The latest brouhaha about professional football players beating up their little wimmen has me shocked, shocked! that such a thing could take place in modern-day America, Home of the Depraved.  But before I go on about why black football multimillionaires don’t get enough violence on the playing field but have to bring it home with them, a word about head trauma.

When I was a kid fresh from Europe in lower school at Lawrenceville in 1949, I was given some pads and a helmet and told to tackle the one carrying the ball.  Tackle low, tackle clean was the order of the day.  The only concussion I ever got after six years of prep school was when I fell backward from a dorm stoop while dead drunk on the last day of my last year.  Mind you, everyone back then tackled low and clean, the head-butt tackle having been made popular much later by players coming into the pros from great places of higher learning like Florida State and Miami U.

I recently watched a documentary on the New York Giants, circa 1956.  The names are now forgotten, but Sam Huff, Andy Robustelli, Arnie Weinmeister, Frank Gifford, Charlie Connerly, and Kyle Rote are Hall of Famers, as are Roosevelt Brown and Rosie Greer, two black players who in the film were as articulate as they were fierce-but-clean on the field.  I suspect both Roosevelts came from two-parent families, as was customary back then.  Which brings me to the point of this column: The NFL today is made up largely of African-American young men whose fathers went missing somewhere along the way.  It is a microcosm of the black American family, and the NFL kerfuffle is no different.  It is a sad indictment of American life that young black males have a better chance of ending up in prison than at university or with a job.  The violent acts committed by NFL players against women and children are no different from the violence across America in black households, with the exception that football players are millionaires, and the others are on welfare.  American black leaders, needless to say, don’t want to know.  A black kid with a book is acting white, according to the race hustlers, and criticizing black violence is blaming the victim.  As Charles Barkley said while defending Adrian Peterson, who beat his four-year-old bloody with a switch, “every black parent in the South is going to be in jail.”

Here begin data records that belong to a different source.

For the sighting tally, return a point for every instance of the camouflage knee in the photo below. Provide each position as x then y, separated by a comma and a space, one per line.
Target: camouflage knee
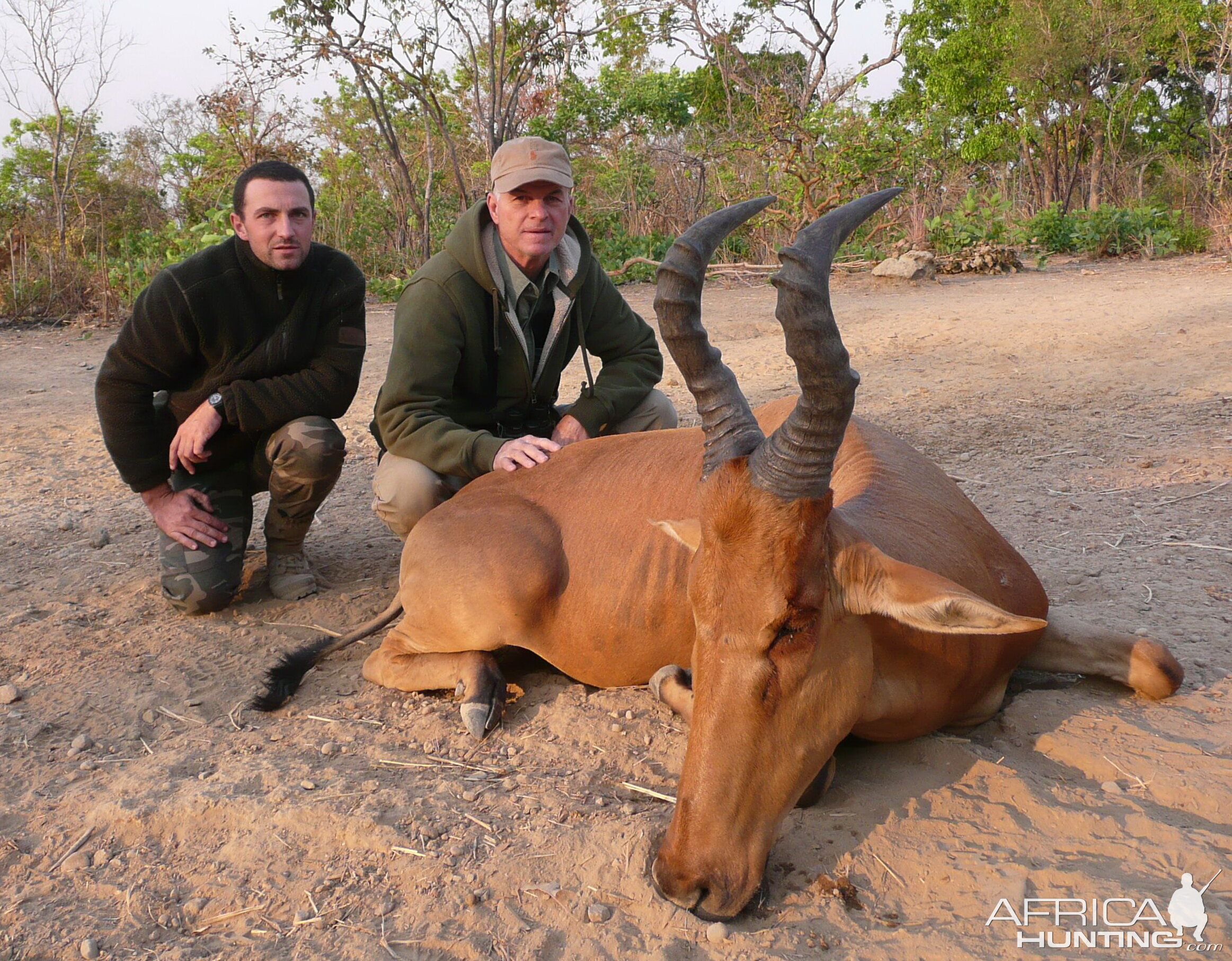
205, 580
306, 459
306, 451
195, 582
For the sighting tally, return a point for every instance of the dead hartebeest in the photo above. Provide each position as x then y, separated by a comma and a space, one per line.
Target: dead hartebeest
821, 577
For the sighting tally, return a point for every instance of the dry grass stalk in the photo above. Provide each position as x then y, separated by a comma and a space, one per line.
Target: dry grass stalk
893, 874
73, 849
307, 626
647, 791
180, 717
228, 916
1121, 770
340, 720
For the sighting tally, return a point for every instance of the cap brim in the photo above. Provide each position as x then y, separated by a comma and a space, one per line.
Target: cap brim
507, 183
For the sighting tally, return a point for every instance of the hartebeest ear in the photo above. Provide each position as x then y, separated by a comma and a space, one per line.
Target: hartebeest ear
687, 531
875, 583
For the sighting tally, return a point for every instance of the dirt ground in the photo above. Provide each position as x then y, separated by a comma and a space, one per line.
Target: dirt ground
1087, 411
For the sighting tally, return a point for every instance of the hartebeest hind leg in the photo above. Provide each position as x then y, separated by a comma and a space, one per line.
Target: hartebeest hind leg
472, 674
1070, 645
673, 686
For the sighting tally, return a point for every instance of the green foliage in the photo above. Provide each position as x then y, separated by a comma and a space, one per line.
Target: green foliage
975, 221
146, 253
1151, 232
1052, 229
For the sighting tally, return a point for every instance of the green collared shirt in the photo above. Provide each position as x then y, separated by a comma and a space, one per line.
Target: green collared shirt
528, 298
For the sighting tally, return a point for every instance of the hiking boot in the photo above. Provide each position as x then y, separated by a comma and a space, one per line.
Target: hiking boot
290, 576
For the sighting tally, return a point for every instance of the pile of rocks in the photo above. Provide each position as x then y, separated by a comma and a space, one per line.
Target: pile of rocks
981, 259
912, 265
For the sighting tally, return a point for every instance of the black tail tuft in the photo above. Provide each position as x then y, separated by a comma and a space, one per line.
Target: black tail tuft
283, 678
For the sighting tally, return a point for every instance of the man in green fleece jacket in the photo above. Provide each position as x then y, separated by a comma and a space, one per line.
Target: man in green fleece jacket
483, 333
225, 382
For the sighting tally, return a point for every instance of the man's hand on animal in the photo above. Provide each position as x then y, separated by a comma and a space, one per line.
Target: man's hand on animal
185, 517
525, 452
189, 444
568, 432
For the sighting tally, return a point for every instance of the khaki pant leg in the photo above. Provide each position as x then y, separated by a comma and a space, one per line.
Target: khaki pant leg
406, 491
656, 412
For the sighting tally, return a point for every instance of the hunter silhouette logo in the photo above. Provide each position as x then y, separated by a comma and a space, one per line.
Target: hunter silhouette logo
1114, 923
1187, 910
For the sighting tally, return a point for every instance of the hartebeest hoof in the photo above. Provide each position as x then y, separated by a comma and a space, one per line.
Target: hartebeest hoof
483, 700
673, 686
820, 785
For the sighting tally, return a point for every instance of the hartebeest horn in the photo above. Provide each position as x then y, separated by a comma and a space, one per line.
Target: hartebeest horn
797, 459
729, 424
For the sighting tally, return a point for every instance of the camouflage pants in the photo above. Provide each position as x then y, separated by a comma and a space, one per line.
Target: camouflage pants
298, 464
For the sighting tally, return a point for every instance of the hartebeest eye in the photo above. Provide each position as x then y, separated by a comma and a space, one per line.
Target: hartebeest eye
794, 631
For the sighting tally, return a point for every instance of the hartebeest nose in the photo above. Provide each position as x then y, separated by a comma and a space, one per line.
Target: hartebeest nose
711, 895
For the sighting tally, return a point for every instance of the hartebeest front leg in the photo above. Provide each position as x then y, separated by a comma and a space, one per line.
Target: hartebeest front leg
673, 686
820, 785
471, 674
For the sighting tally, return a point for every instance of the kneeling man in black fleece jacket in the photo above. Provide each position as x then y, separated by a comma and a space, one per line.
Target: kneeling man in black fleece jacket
226, 381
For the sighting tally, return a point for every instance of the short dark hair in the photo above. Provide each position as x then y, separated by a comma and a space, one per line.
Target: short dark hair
270, 171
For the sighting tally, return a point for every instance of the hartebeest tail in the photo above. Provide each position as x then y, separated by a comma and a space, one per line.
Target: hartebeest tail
283, 678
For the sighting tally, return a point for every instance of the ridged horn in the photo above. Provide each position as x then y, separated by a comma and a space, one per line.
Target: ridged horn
796, 461
729, 424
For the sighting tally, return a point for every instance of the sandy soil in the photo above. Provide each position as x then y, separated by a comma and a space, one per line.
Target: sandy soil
1088, 411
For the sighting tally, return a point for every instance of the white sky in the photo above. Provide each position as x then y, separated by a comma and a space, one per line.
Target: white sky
169, 37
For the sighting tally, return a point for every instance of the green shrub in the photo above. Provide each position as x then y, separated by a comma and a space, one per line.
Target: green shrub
614, 247
1151, 232
975, 221
1052, 229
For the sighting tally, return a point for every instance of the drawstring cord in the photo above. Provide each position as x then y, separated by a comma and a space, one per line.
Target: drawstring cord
589, 387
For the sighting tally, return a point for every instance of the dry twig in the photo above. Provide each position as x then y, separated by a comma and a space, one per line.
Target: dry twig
647, 791
73, 849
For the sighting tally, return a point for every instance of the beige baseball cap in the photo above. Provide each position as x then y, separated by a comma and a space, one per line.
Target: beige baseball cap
528, 159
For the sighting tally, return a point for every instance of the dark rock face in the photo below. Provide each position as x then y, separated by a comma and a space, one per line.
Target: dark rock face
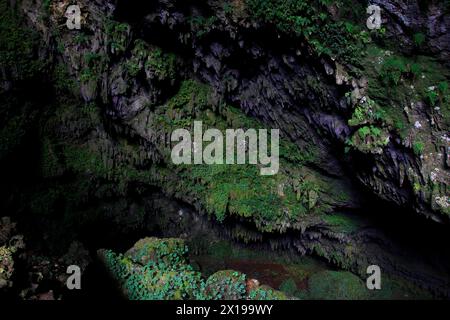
284, 85
405, 18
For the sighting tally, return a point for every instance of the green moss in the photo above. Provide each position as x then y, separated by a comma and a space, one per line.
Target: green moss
311, 21
18, 46
288, 286
157, 269
162, 65
336, 285
343, 222
418, 147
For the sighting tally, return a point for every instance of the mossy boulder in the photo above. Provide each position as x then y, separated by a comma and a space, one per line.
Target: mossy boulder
226, 284
153, 250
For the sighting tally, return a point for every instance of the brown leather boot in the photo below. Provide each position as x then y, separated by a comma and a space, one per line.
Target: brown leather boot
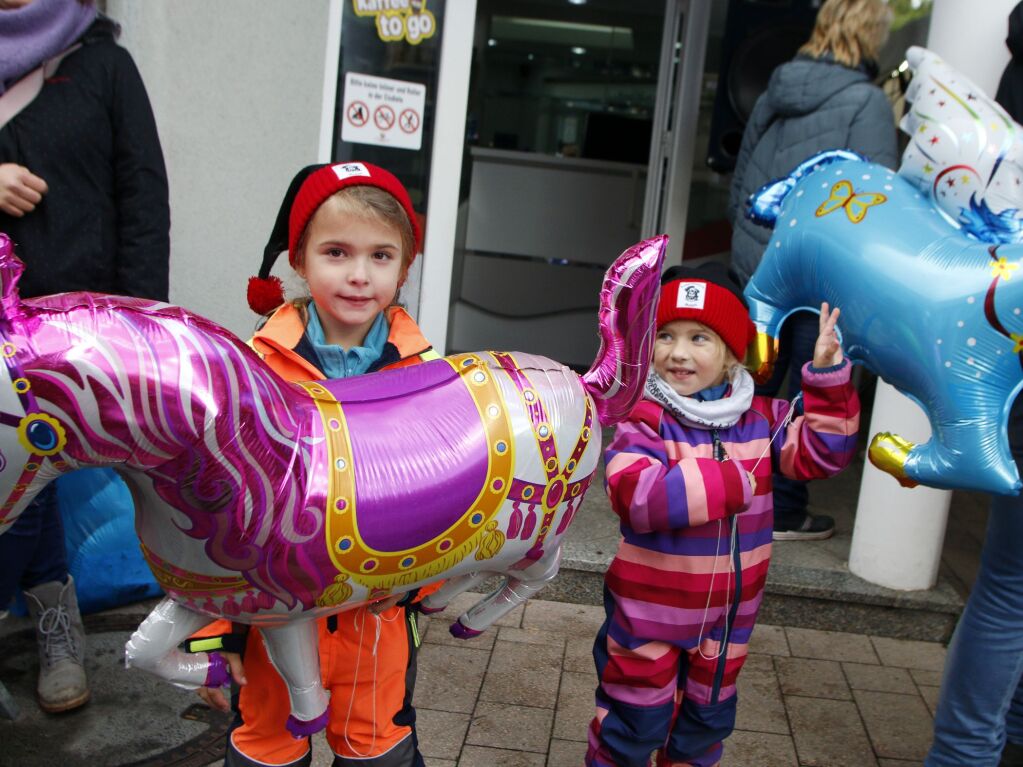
60, 635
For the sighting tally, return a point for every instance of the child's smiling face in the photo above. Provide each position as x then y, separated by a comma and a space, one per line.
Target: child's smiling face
353, 265
691, 357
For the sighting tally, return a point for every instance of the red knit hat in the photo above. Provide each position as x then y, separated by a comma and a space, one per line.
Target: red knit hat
709, 296
310, 187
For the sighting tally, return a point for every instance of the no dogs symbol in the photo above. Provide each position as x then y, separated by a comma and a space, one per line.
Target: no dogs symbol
358, 114
384, 117
408, 121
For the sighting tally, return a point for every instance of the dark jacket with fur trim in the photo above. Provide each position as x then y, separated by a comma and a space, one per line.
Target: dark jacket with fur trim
90, 135
810, 105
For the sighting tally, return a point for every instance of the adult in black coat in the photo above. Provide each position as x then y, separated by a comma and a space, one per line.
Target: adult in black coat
83, 195
825, 98
1010, 93
979, 716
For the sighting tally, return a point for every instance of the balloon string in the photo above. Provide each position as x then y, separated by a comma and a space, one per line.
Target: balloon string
784, 424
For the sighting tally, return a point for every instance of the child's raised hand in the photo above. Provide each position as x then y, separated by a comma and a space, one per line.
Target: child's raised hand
828, 351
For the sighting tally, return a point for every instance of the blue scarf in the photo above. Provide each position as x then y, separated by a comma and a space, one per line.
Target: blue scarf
335, 361
42, 29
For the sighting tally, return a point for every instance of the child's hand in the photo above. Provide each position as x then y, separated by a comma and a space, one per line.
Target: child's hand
828, 351
214, 696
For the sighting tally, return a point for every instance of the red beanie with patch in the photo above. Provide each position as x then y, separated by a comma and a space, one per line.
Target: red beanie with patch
311, 186
707, 295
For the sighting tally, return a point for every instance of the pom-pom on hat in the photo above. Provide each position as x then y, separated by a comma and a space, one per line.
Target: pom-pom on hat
308, 189
709, 296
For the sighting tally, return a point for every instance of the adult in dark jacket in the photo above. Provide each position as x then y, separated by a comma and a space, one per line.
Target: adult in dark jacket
83, 195
1010, 93
823, 99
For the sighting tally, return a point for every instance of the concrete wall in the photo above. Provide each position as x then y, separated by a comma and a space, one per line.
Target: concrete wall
971, 37
236, 87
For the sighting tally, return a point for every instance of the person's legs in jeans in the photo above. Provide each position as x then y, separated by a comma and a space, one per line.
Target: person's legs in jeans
35, 559
799, 336
985, 658
33, 550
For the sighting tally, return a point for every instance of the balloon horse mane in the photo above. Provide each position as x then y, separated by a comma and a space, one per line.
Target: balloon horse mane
925, 267
271, 503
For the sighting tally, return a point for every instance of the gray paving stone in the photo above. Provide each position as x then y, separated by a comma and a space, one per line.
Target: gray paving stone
478, 756
499, 725
909, 655
829, 733
523, 674
760, 705
879, 678
803, 676
831, 645
926, 678
758, 750
570, 620
449, 678
566, 753
899, 726
530, 636
441, 732
437, 633
756, 662
930, 695
769, 640
579, 655
575, 706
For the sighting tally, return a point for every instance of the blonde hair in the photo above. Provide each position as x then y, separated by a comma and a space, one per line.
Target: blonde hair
851, 31
373, 204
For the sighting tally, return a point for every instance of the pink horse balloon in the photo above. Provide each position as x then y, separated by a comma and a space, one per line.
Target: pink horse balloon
272, 503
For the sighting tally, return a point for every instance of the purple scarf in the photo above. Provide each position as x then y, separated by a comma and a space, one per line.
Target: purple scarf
31, 35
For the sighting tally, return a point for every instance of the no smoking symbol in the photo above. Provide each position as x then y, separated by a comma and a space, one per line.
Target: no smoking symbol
409, 121
384, 117
358, 114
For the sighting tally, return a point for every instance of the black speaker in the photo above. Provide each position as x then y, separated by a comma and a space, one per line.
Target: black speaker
759, 35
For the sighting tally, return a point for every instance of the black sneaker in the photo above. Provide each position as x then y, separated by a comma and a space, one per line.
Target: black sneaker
811, 529
1012, 756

A wise black man once said, “If our people studied calculus like we studied basketball, we’d be running MIT.”  Yes, that’s true, but it takes a father to make a kid become interested in calculus, not a mother on drugs who had the kid at 15 and has had six more children while he was growing up on the street.  The NFL is worth ten billion dollars in annual revenue, and what it sells is violence, however controlled.  It is no different from the rest of the entertainment industry that sells us blood and gore nonstop, except that it’s for real, without the ketchup.  College football does not exactly lag behind the pros where domestic violence is concerned.  Jameis (sic) Winston won the Heisman Trophy as a freshman last year at FSU—a bit like Oxford with palm trees instead of dreaming spires—while the voting committee knew that he had allegedly raped a fellow student.  The list is much too long, but among the stars are Ray Rice, who infamously knocked out his fiancée in an elevator; San Francisco’s Ray McDonald, who assaulted and injured his pregnant girlfriend; Brandon Marshall of the Bears, about whom there have been roughly a dozen police reports regarding allegations that he beat up women, and of course Panther Greg Hardy, who assaulted his girlfriend and threatened her with death.

The league’s recent admission that 30 percent of players will suffer from accelerated cognitive impairment is as damning as it is hypocritical.  All it has to do is change the rules.  Go head hunting, and you’re out for the season.  Do it again, and you’re out, period.  But that would change the game of football as it is today.  Going back to the 1956 Giants documentary, I was impressed at how articulate all the interviewed players were.  And they lasted far longer in the league than some of the clowns playing today.  Or look at Mike Ditka, among the greatest ever, a man who took more shots than a drunk takes in a year.  He’s old and stiff, but bright and unslurring as they come.  That’s because back then the game was played under gentlemen’s rules, not the thuggish warfare that it has become today.

The cheerleaders of the TV networks, of course, will never admit that the game is out of control and that thugs rule.  We now even have a Muslim praying to Allah after scoring a touchdown.  What is next?  A Halal Mary, or a Sharia Pass?  An estimated 64 percent of black American teenage girls will become pregnant.  The newborns will never know their fathers.  Why pick on a few NFL stars for doing what comes naturally—hitting out?